Nobody speaks for Canada, apparently

This is unsettling:
MONTREAL—Prime Minister Stephen Harper is discreetly sounding out some provincial premiers about setting formal limits on Ottawa's powers, even if it means possibly reopening the Constitution, sources say.

While discussions are at a preliminary stage, officials in Ottawa and several provinces suggested constraints on the federal spending power could eventually take the form of a constitutional amendment explicitly restricting Ottawa to its own areas of exclusive jurisdiction — a move that would reshape federal-provincial relations.

Under the Constitution, provinces have jurisdiction over areas such as education, social programs, municipalities and health, whereas federal responsibilities include foreign affairs, fisheries, defence and employment insurance, for instance.
There's no major national leader in this country, it seems, who actually thinks a) our constitution works as is, and b) the provinces have enough money and power for now, or even too much. You've got the Liberals, whose leading candidate for leader thinks the separatists can be appeased short of their stated goal, and you've got the Conservatives, who so wish to see the end of a "big government" in Canada (that never existed anyway) that they're willing to permanently cripple the government to do so. I should say that here I part ways with the NDP's view on national unity, which concedes far, far too much rhetorical ground to the separatists in Quebec in my view. The Bloc Quebecois is at least honest about wanting to upend this country.

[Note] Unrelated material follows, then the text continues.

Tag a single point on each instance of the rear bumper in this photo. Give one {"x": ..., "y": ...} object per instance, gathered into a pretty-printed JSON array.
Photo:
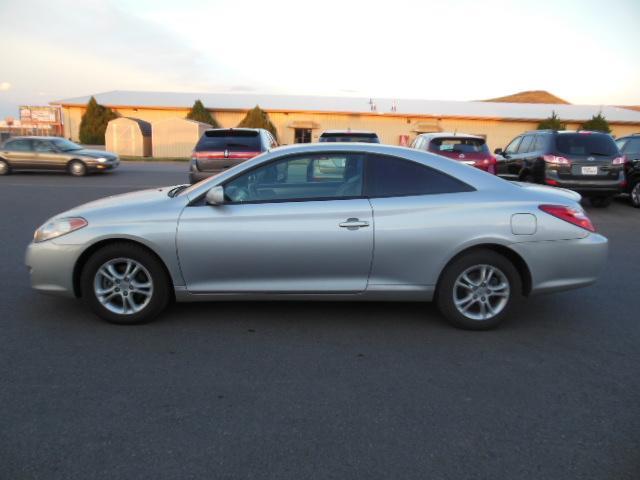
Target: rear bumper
[{"x": 564, "y": 264}]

Not a single party in our national Parliament actually seems to believe, deep in their hearts, that they represent a nation worth defending.

The upsetting thing about this particular instance is that, despite being a minority government, the Conservatives could easily pass this kind of measure with the Bloc's support, and then it's up to the Provinces to beat it. With a decent interval, I can see the east coast provinces eventually voting against this, and maybe - maybe! - Ontario. But I'm frankly not that sure of anything.

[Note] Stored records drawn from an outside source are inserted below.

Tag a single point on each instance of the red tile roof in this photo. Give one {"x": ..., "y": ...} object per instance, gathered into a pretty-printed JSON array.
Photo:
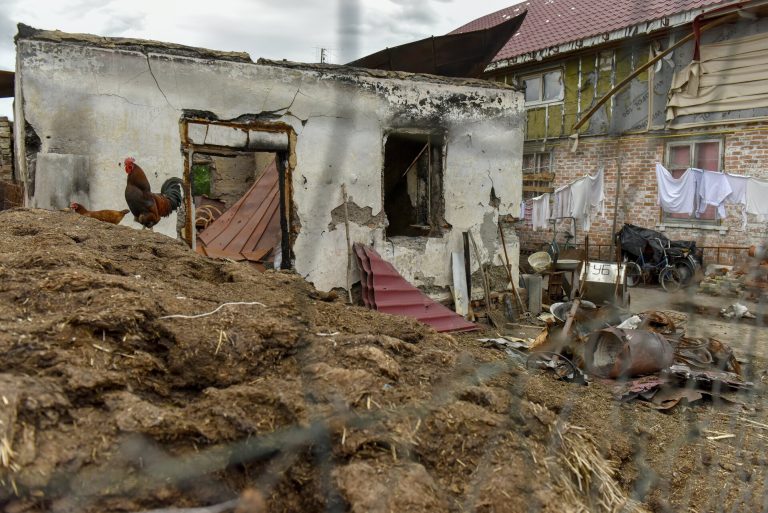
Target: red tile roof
[{"x": 554, "y": 22}]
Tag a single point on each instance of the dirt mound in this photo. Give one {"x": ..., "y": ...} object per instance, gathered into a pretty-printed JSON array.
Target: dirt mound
[{"x": 119, "y": 394}]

In Japan, the Constitution can only be amended with a national referendum. Something we might want to consider here - keep the provincial quotas, but take it out of the hands of the provincial legislatures. Trudeau originally threatened to go past the Provinces and take the Charter straight to a referendum. He almost certainly would have won, including in Quebec. Instead - and this is the only time I'll say this about Trudeau - he chickened out and kept the Provinces on his side.

Historians hate counterfactuals, but I think it's a fair bet we'd have a much, much less acrimonious history of the last quarter-century if the Charter and Constitution had the imprimatur of a referendum victory - across the country, and in Quebec especially - for popular legitimacy.


Altavistagoogle said...

You can have your ONE Country adminsitered out of Ottawa when Quebec is a country. In the mean time, it is a federation.

john said...

Hm? I don't believe I ever said I wanted a unitary state. Indeed, I've said repeatedly and vocally that I'm a big believer in federalism, on both pragmatic and idealistic grounds. Believing that Ottawa should be stronger does not equal a belief that Ottawa should be all-powerful.

And frankly I'm not sure what I wrote that would give you any other impression. Unless of course you think it's unreasonable to say that constitutional amendments should be ratified by all Canadians, instead of narrow-minded provincial elites (I include all the past governments of Ontario, lest you think otherwise.)

The point is not that Ottawa alone has the right to speak for Canada, but that the Provinces alone don't have that right, either. Harper and the Bloc - and too many others, it seems - think that the Provinces are the basic unit of federation, whereas I think it's the actual Canadian people. Silly me, I know.